INTRO

Portamento
- In music, portamento is a pitch sliding from one note to another. The term originated from the Italian expression “portamento della voce” (“carriage of the voice”).
- Denoting from the beginning of the 17th century its use in vocal performances and emulation by members of the violin family and certain wind instruments
- Short portamenti can connect notes to make a passage sound more fluid, while long portamenti can draw out a transition with anticipation before finally arriving at the destination.
- Solutions to (PF) satisfy the set of operational constraints that describe currents, voltages, phases and other graph-specific constraints
- Instruments that, like the human voice, can vary their pitch continuously.
- Certain electronic systems are capable of producing the effect, but they are limited to particular situations (e.g. monophonic glide, offline processing).

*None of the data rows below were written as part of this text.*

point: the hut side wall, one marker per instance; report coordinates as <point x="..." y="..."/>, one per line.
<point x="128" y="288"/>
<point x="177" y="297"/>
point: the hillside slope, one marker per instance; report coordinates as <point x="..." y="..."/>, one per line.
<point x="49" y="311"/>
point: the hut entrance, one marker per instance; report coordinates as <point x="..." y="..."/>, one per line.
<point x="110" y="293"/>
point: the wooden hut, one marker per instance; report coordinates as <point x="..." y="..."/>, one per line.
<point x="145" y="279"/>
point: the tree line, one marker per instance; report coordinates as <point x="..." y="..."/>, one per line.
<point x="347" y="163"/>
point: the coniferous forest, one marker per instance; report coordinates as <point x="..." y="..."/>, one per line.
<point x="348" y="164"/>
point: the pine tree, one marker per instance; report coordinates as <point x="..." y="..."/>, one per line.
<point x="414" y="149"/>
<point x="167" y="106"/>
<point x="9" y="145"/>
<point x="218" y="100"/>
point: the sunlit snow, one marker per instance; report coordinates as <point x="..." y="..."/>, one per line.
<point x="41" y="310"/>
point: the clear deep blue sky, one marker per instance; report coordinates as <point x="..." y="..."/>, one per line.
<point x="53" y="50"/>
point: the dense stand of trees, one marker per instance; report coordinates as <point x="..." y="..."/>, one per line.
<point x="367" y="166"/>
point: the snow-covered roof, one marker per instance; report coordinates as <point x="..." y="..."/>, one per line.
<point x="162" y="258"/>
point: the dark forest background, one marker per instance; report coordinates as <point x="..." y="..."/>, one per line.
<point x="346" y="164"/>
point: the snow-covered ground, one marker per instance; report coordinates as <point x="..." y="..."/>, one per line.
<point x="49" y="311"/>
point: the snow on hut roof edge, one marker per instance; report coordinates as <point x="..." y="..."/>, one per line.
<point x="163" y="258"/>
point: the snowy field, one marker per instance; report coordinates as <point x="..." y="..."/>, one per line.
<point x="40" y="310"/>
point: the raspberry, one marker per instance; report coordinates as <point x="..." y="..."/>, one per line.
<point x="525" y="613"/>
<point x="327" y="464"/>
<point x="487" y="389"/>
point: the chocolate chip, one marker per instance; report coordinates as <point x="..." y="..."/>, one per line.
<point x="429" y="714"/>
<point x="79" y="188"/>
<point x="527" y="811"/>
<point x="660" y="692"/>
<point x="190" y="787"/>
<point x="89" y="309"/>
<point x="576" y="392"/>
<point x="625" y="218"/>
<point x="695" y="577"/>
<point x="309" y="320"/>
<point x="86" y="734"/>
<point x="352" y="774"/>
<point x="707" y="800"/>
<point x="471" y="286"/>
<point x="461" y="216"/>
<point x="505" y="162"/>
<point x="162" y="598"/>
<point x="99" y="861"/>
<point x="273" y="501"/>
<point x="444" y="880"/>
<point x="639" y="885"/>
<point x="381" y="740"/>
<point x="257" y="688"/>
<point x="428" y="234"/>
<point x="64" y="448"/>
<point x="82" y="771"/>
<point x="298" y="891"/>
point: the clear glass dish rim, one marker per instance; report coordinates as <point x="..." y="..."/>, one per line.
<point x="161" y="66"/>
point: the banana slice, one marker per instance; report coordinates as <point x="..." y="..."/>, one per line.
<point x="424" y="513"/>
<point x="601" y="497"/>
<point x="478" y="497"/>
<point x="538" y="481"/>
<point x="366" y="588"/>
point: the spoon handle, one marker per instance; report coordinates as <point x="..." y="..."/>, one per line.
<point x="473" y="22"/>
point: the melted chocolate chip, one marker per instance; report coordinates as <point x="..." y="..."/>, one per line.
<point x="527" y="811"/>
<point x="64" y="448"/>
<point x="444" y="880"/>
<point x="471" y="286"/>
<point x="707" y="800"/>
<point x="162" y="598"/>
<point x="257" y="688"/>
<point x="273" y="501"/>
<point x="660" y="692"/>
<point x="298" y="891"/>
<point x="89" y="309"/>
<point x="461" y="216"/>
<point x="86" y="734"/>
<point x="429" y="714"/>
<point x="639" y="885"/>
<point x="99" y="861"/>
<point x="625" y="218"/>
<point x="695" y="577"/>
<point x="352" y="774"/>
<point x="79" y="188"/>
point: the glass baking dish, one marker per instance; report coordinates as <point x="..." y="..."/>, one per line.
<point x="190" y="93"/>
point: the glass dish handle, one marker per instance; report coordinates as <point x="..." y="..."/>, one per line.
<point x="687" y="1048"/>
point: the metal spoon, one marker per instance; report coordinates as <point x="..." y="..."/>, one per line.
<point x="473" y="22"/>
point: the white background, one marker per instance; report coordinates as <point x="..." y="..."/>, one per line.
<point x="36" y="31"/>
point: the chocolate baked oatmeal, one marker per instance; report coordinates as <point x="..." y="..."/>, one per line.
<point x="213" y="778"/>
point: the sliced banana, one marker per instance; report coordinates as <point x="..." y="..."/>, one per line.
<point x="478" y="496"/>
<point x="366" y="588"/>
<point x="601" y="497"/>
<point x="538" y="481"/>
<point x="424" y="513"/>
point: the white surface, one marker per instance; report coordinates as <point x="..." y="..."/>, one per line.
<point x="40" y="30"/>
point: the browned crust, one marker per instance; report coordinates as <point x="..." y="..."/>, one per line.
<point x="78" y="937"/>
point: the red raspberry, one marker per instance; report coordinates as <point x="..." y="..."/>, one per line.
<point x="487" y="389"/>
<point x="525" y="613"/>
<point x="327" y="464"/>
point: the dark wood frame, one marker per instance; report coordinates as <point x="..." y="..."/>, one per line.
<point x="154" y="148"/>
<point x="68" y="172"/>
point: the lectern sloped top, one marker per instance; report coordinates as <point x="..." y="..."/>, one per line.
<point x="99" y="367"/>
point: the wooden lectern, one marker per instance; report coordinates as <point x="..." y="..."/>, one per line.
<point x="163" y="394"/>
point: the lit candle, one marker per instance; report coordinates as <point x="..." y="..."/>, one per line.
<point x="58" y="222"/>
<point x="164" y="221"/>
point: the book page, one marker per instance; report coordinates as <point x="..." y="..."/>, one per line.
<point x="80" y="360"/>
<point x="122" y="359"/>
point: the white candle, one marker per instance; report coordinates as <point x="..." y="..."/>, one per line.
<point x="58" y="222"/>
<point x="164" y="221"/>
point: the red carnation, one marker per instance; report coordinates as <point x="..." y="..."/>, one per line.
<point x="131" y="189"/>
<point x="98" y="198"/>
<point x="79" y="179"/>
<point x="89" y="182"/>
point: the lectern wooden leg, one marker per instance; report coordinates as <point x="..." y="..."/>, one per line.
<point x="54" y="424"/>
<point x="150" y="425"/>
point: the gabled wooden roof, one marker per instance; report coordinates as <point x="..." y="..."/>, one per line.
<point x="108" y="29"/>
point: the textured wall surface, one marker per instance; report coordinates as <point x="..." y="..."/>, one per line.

OPTIMAL TRANSPORT OVERVIEW Part I

The optimal transport problem asks how to move probability mass from one configuration to another in a way that minimizes the amount of work (mass times distance) performed on each infinitesimal piece of mass.
\[\begin{aligned}\pi^*&=_{(1)}\arg\left(\min\limits_{\pi\in\Pi\left(\rho_{v},\rho_{w}\right)}\iint_{\mathbb{R}^2}\|x-y\|_2^2d\pi(x,y)\right)\\\text{s.t.}&\begin{cases}\int_{\mathbb{R}}\pi(x,y)dy=\rho_v(x)\\\int_{\mathbb{R}}\pi(x,y)dx=\rho_w(y)\end{cases}\end{aligned}\]

OPTIMAL TRANSPORT Part II

We use the optimal plan to perform displacement interpolation between two distributions
- Animates the mass assignment computed in (1) by sliding each particle of mass between its two assignments
- Figure 1: The distribution on the left is transformed into the distribution on the right with two different interpolation methods.
- On top, the distributions are interpolated linearly.
  - As audio spectra, fading one set of pitches out and another set in.
- On the bottom, the same distributions are transformed using displacement interpolation
  - Mass physically slides from one location to another, this sliding would sound like a portamento.

Audio transport

An audio effect which interpolates between any two audio streams in a way that sounds like a portamento, automatically and in real-time.
The audio transport effect relies on solving a 1-dimensional optimal transport problem. The solution to this problem determines how the pitches in one signal will move to pitches in the other.
Works by performing displacement interpolation on input audio spectra, so that pitches in one signal slide to pitches in the other as an interpolation parameter is changed.
- A sliding short-time Fourier transform (STFT) is applied to both input audio streams, producing complex spectra.
- These spectra are interpolated according to the optimal transport map and fed through an inverse STFT to form the output audio stream.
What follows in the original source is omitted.